God And Caesar | Sojourners

God And Caesar

In the April, 1980 Sojourners, Peter Davids examined how the people of God related to the state in the Old Testament and during the intertestamental period. He then addressed Jesus' attitude toward the state. This month Davids concludes his study, focusing on the state as it is viewed in the book of Acts, in the Haustafeln (the "tables of duty" scattered in the New Testament), and in Revelation. --The Editors

The author of Acts describes how the church dealt with governmental structures which were often hostile to the infant community. He makes three points: 1) good and righteous rulers could and should protect the church; 2) the church could use the legal system for its own protection when necessary; and 3) the church's ultimate authority is higher than any human system and thus it ignores the state law when the state attempts to restrict it from doing God's will.

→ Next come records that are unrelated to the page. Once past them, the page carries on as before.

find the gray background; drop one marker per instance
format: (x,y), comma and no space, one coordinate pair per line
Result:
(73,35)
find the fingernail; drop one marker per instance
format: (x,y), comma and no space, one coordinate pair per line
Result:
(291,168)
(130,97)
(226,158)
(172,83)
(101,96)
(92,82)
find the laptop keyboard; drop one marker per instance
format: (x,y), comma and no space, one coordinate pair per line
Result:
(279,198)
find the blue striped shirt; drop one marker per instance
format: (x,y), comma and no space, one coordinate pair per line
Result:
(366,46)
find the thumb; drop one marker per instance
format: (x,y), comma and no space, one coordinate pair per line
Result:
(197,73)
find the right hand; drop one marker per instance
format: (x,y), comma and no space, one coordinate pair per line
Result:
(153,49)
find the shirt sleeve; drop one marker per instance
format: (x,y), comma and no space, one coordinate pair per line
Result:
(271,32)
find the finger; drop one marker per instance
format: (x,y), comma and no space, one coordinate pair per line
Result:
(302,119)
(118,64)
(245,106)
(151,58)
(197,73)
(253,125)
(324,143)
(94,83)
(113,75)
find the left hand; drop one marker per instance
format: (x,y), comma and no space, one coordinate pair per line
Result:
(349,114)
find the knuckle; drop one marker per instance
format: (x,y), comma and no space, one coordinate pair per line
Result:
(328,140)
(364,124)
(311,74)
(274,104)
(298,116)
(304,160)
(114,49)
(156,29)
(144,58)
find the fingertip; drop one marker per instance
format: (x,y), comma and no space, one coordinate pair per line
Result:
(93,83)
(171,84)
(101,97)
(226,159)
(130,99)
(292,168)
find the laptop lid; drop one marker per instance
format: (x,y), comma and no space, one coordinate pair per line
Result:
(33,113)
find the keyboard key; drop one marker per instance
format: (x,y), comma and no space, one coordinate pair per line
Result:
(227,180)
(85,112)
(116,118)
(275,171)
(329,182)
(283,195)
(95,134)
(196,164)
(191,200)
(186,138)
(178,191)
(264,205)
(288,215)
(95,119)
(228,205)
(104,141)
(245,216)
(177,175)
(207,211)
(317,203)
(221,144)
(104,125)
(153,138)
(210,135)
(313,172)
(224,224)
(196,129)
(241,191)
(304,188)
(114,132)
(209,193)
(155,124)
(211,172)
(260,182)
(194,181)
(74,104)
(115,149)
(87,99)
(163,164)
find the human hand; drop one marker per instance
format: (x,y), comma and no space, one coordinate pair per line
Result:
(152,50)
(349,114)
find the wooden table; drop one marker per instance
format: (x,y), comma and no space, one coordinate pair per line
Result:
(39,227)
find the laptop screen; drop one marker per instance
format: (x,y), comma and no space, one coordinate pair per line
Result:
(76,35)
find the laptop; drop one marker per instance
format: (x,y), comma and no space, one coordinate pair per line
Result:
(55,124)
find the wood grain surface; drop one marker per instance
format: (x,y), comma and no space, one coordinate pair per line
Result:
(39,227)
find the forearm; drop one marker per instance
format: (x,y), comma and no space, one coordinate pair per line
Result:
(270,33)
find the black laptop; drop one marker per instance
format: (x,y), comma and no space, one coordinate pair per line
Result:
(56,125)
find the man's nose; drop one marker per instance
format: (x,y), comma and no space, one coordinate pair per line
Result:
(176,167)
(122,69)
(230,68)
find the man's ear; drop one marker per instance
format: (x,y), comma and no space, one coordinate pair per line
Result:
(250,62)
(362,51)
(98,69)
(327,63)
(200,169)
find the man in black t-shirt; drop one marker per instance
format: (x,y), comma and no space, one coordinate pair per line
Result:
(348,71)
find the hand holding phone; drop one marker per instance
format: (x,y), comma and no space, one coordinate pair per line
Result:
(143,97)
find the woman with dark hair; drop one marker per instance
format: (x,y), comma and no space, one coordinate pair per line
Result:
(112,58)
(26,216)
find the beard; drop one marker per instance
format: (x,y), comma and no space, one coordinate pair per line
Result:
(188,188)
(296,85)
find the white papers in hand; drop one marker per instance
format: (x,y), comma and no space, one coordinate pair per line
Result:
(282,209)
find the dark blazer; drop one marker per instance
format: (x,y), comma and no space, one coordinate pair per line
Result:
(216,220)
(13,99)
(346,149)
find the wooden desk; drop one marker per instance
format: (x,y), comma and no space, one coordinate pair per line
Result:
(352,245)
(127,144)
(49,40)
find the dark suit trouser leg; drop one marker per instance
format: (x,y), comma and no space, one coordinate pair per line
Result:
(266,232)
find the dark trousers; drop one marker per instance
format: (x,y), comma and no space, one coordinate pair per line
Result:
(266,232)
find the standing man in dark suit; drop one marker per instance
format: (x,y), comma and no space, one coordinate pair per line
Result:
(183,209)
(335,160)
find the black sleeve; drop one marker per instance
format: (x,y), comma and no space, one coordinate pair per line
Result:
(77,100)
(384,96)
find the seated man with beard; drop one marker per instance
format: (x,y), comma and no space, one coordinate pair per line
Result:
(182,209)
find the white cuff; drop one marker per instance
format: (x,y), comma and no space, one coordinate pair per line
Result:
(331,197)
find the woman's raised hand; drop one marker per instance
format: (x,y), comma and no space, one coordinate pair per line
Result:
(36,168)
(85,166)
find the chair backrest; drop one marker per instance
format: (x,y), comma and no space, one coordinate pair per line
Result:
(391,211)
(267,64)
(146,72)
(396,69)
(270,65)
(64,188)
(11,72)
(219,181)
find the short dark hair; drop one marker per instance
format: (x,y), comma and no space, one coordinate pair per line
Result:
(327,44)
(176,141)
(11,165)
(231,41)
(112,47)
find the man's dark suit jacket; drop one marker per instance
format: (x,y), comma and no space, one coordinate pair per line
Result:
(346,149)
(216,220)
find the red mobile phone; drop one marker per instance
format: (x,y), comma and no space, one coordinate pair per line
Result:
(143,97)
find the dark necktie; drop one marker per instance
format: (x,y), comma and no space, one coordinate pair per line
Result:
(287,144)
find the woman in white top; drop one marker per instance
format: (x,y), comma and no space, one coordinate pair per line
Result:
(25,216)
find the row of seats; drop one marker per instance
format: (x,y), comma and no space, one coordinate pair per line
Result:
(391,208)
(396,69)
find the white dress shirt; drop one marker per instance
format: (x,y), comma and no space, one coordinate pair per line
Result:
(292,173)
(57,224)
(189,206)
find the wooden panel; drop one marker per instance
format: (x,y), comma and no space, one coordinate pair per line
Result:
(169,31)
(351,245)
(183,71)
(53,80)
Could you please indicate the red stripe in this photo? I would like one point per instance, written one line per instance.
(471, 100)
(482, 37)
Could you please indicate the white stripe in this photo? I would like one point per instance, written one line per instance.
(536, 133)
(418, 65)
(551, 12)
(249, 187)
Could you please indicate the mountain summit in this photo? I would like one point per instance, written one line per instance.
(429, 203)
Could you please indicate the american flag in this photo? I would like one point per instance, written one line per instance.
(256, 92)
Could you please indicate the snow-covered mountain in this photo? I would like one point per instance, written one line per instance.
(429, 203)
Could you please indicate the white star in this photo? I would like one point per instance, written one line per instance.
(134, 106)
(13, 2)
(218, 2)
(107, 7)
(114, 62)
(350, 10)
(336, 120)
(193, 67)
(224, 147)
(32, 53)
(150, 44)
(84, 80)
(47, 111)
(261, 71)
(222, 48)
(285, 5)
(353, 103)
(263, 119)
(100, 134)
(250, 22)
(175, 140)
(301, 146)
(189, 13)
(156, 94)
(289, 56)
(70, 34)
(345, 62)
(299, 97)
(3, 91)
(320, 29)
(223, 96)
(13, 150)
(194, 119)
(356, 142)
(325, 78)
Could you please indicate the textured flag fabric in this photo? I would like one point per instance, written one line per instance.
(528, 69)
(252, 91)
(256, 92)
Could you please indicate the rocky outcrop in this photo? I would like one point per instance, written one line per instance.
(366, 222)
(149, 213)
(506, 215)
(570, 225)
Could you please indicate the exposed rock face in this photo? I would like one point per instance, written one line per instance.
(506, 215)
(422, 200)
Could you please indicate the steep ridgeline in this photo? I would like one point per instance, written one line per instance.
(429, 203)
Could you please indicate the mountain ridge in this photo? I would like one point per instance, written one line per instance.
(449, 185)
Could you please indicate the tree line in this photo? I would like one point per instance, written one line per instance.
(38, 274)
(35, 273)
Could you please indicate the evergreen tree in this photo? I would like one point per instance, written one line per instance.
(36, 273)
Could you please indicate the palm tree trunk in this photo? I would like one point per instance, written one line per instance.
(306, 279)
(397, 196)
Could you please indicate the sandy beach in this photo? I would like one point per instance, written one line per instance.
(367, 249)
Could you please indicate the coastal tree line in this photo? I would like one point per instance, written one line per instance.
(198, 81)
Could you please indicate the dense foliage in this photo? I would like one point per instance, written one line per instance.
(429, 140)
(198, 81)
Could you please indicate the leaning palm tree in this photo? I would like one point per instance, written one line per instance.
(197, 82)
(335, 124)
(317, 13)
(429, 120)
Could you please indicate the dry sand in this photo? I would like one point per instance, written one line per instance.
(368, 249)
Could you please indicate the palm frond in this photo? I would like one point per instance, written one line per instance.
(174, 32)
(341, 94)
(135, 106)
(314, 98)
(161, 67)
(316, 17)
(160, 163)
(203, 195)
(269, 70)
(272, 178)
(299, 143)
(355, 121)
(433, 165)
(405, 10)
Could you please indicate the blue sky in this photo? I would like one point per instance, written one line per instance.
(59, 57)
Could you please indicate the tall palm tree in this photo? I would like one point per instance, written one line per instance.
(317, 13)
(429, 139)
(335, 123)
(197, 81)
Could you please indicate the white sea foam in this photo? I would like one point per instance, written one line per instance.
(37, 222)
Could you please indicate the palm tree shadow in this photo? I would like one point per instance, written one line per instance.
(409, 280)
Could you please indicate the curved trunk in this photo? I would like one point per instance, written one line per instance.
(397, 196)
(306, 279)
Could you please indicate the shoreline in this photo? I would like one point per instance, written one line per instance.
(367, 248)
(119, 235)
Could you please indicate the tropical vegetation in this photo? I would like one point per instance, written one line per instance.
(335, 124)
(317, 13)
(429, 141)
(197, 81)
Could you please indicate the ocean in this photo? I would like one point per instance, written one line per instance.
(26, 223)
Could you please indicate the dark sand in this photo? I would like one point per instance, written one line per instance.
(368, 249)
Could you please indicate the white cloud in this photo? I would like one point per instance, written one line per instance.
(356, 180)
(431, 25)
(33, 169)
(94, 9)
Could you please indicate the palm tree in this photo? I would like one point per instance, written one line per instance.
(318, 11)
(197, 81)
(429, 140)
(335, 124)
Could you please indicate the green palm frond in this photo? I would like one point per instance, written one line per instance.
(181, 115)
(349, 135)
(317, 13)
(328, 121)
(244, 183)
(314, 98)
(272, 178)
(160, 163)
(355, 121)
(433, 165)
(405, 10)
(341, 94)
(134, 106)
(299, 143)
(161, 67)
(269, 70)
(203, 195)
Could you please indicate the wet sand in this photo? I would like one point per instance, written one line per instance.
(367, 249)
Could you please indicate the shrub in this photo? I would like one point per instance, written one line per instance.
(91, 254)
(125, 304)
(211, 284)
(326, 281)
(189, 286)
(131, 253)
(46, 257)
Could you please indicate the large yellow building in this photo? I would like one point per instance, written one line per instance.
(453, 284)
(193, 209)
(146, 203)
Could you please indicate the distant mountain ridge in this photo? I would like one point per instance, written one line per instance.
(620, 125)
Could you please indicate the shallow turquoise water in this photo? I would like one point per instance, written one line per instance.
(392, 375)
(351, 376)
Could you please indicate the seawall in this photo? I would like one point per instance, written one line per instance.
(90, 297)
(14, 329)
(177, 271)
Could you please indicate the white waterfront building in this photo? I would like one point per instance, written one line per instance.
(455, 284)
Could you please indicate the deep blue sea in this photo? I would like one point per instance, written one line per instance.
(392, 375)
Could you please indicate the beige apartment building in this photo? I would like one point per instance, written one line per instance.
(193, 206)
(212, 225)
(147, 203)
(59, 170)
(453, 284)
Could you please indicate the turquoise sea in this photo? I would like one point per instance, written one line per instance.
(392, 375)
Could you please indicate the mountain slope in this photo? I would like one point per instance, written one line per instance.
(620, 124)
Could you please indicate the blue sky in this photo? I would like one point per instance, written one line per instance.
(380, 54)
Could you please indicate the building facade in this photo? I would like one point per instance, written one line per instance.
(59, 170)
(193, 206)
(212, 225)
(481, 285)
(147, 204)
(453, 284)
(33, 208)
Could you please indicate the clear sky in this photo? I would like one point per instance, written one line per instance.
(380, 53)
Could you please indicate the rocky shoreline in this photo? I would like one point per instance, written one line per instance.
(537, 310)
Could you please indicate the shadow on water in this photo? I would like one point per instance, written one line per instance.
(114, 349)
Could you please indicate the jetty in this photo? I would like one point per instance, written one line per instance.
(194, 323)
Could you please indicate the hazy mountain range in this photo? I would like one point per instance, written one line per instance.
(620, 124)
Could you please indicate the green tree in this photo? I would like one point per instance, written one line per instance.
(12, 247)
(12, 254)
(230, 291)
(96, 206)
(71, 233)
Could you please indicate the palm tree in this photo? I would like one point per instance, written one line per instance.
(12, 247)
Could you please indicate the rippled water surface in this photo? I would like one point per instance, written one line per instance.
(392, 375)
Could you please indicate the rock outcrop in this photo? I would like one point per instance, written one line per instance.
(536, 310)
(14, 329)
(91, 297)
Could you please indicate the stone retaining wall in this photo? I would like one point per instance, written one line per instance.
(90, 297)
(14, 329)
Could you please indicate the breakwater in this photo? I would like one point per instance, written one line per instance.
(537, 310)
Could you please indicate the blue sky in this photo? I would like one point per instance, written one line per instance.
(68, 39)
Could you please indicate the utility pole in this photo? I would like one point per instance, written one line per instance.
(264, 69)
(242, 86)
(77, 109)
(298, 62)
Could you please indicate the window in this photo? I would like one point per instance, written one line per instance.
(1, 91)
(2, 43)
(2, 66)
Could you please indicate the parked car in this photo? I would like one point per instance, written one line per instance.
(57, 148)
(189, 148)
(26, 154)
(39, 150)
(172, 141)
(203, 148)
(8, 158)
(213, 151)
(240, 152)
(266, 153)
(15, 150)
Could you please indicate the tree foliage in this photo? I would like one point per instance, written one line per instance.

First, the author makes the point that when the church is persecuted the state is acting in a capricious and unjust manner. Paul claimed that his teachings were the fulfillment of Jewish hope and thus fell within the range of options tolerated under both Jewish and Roman law. Every time a Christian was executed or Paul was imprisoned, it was due to an unjust action done to curry favor, a misunderstanding of the true facts of the case, or some similar miscarriage of justice. Whenever a Christian was fairly tried, he or she was exonerated.